You Never Give Me Your Money ... sorry Allocator

Well known Zig allocator idiom -

is a design pattern where functions requiring memory take an
std.mem.Allocator instance as an argument, delegating memory allocation decisions to the caller.

I am asking about opposite direction - give allocator

In my current project I’d like that all clients of my code use the same allocator.

As possible solution - client gets allocator from my library and uses it

Are there any pitfalls in this decision?

Define

I assume the reason you want them to use the same allocator is because you do some memory management in your library.

Just document what it does with allocations, allocations are inherently tied to their allocator, this is not unique to your library.

It is a rule everyone should be following, and it’s easy to follow, as it’s uncommon to have more than 2 allocators available to any piece of code.

So, there are no pitfalls, and it is the norm. Unless I am misunderstanding.

To be clear, I am talking about using the same allocator. On the other hand, forcing the use of an allocator provided by your library is limiting, especially for enforcing a practice that is already used.

1 Like

just for clarification - my library gets allocator regular way - client should provide it
Because library initiates threads and long-lived “objects”
I asked client to provide gpa compatible allocator.

This one library will return to the client code

I use the “runtime_safety only fields” pattern extensively in my personal code.

In this pattern, in debug mode or releaseSafe mode, the first client’s allocator is lazily loaded into the global context, and subsequent allocators passed by other clients are checked against the allocator recorded in the global context using assertions. In releaseFast mode, these checks do not exist.

pub const runtime_safety = switch (@import("builtin").mode) {
    .Debug, .ReleaseSafe => true,
    .ReleaseFast, .ReleaseSmall => false,
};
pub const SafetyCheck = struct {
    alloc: ?std.mem.Allocator,
};

pub const MyLib = struct {
    ...,
    safety_check: if (runtime_safety) SafetyCheck else void = if (runtime_safety) .{ .alloc = null } else {},
};
1 Like

Am I missing something or… you are just talking about making custom allocator?
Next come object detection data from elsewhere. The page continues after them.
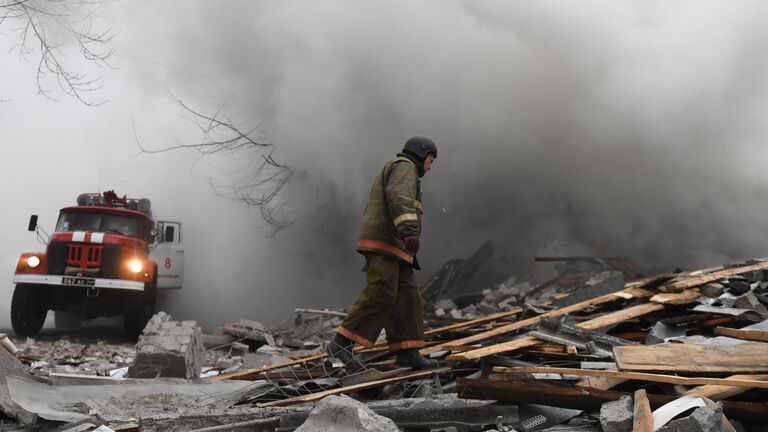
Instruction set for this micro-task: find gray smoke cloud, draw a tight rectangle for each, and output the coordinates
[0,0,768,330]
[156,1,768,268]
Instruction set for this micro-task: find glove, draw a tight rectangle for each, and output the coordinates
[403,236,419,253]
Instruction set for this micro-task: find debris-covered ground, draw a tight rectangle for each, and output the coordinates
[0,243,768,432]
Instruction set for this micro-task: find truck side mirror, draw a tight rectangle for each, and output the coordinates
[27,215,37,231]
[163,225,176,243]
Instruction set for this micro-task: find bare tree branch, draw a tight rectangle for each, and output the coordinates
[133,97,301,234]
[0,0,116,106]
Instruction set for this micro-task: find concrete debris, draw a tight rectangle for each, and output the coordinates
[128,312,205,379]
[600,396,634,432]
[0,349,37,425]
[657,403,724,432]
[6,248,768,432]
[296,396,400,432]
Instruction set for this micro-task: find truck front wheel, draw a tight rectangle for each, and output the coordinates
[123,282,157,341]
[11,284,48,336]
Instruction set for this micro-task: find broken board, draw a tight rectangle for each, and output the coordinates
[613,343,768,373]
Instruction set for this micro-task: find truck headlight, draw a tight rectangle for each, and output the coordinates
[27,255,40,268]
[128,260,144,273]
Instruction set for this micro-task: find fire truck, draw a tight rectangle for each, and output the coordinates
[11,191,184,339]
Like, you can always make a var lib_gpa_state : mylib.AwesomeAllocator = .init(); and then people can use lib_gpa_state.allocator() whenever std.mem.Allocator is required.

Like… how allocators in std.heap are implemented

pub const Library = struct {
    gpa: Allocator = undefined,

    pub fn Create(gpa: Allocator) !*Library {
        const ret = try gpa.alloc(Library);
        ret.gpa = gpa;
        return ret;
    }

    pub fn giveAllocator(lib: *Library) Allocator {
        return lib.gpa;
    }

    pub fn asyncSend(lib: *Library, buf: []const u8) void {
        ......................................
    }
};

pub const Client = struct {
    lib: *Library = undefined,

    pub fn Create(lib: *Library) !*Client {
        const ret = try lib.giveAllocator();
        ret.lib = lib;
        return ret;
    }

    pub fn process(cln: *Client) void {
        .....................................
        const blob: []const u8 = try cln.lib.giveAllocator().alloc(u8, 1024);
        cln.lib.asyncSend(blob);
        .....................................
    }
};

..............................................
    var lib: *Library = try Library.Create(std.testing.allocator);

    ........................
    .........................

    var client: *Client = try Client.Create(lib);

    .........................
    .........................

    client.process();

   .........................

We are talking about using the same allocator

After finish of send on another thread, lib will use own allocator for destroy

I see, so buf passed to asyncSend must be allocated by the same allocator passed in .Create in your case… I would just let lib.gpa be a field to be accessed and encode that as a requirement

pub const Library = struct {
    gpa: Allocator = undefined,

    pub fn init(gpa: Allocator) Library {
        return .{ .gpa = gpa };
    }

    // buf must be allocated by `lib.gpa`
    pub fn asyncSend(lib: *Library, buf: []const u8) void {
        // ...
    }
};

If this sounds like mistake-prone, I could also have easier-to-use, less-footgun APIs in common usage. Just drop down to more granularities when you know you need it.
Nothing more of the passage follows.